Yula: Gezi olayları sürecinde heyecanlı ve çok dinamik bir dönem yaşandığını görüyorduk sanırım. Bu dönemin de bir biçimde sahne üzerine gelmesi gerekiyordu. Ama her şey çok tazeydi. Bu sırada twitter’da renklisahne diye sahnelerden haberler veren bir arkadaş ‘Neden bu dönemin oyunu yazılmıyor?’ gibisinden bir soru sordu. Biz dört yazar da birbirimizle yazışırken aynı soruyu sorduk. Ve Kumbaracı50’de bir araya gelip bir gece içinde karşılıklı sohbet arasında oyunlarımızı yazdık. Dört yazar dört oyuncu seçsin ve dört bakış açısından anlatsın diye bir konsept kuruldu. Biri olaylarla alakası olmayan bir gencin Gezi sürecinde yaşadıkları, biri bir sokak köpeğinin yaşadıkları, biri eski 1 Mayıs’ta donup kalmış bir ruhun, sonuncusu da bir TOMA’nın yaşadıkları ve hisleri.

Sen üçüncü oyunu yazdın: ‘Boşluk’u Doldurmak’. Neyi anlatıyorsun orada?
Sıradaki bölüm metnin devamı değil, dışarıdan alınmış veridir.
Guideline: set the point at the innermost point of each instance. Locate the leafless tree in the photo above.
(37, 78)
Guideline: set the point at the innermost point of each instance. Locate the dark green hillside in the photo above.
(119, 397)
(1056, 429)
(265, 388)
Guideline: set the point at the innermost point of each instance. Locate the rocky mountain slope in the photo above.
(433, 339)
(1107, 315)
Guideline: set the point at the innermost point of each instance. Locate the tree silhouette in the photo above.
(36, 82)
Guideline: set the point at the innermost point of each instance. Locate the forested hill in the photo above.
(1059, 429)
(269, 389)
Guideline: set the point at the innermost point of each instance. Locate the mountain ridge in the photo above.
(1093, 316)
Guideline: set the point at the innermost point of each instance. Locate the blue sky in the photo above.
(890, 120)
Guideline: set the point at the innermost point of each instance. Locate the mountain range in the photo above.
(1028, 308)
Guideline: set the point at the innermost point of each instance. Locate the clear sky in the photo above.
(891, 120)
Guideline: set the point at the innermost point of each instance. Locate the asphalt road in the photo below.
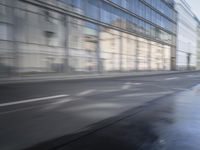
(123, 113)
Yula: Boşluğu Doldurmak’taki oyun kişisi 1 Mayıs 1977’de Zeytinburnu’ndan dolmuşla Taksim’e gelmiş, o günü en sert biçimde yaşamış ve acısını dondurmuş bir biçimde halen Taksim’in ara sokaklarında geziniyor. O zamanlar kaybettiği aşkı Aysel’i arıyor hâlâ. O dönemde takılı kaldığı kendi yaşsızlığında ve gençliğinde bugünün gençlerini değerlendiriyor. O gün olanlar çok can yaktı. Bugün olanlar da öyle. Ama can yakanlar aynı, canı yananlar aynı, ne garip değil mi!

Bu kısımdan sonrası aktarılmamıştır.